Hacker News new | ask | show | jobs
by wodenokoto 1588 days ago
> Most libraries only use n-grams of size 3 (trigrams) which is satisfactory for detecting the language of longer text fragments consisting of multiple sentences. For short phrases or single words, however, trigrams are not enough.

I only dabbled in language detection at a workshop at a conference years ago, but I was very impressed how well such models work on short text with only bigrams.

Maybe once you expand to over 70 languages does bi- and tri-grams fall short, but I just wanted to say that this is a usecase here very simple models can get you really far.

If you see a blog post where a language detection problem is solved with deep learning chances are the author doesn’t know what they are doing (towards datascience, I’m looking at you!) or it’s a tutorial for working with an NN framework.

2 comments

My experience is the opposite: character ngram models work "OK" on academic tasks and clean corpora. Not so much when unleashed on real data.

By "real", I mean texts in a mix of multiple languages (super common on the web); short texts; texts in a different (unknown) language where ngrams don't know how to say "I don't know" and return rubbish instead; texts in close languages; etc.

Going "deep learning" is not the only alternative. Even simpler methods can work significantly better, while being fully interpretable:

https://link.springer.com/chapter/10.1007/978-3-642-00382-0_...

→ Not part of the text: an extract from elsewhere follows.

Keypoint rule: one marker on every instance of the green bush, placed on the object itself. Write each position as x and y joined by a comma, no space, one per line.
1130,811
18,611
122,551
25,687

We're using libraries like this to try to guess the language of a book based on title alone (in case no other information is readily available), and trigram-based algorithms get it wrong often enough for it to be noticeable. I will look into replacing our current library with this one, it seems better suited for the task at hand.
Yeah, language detection on short texts is quite complex. In my practice, N-grams doesn’t work well for them.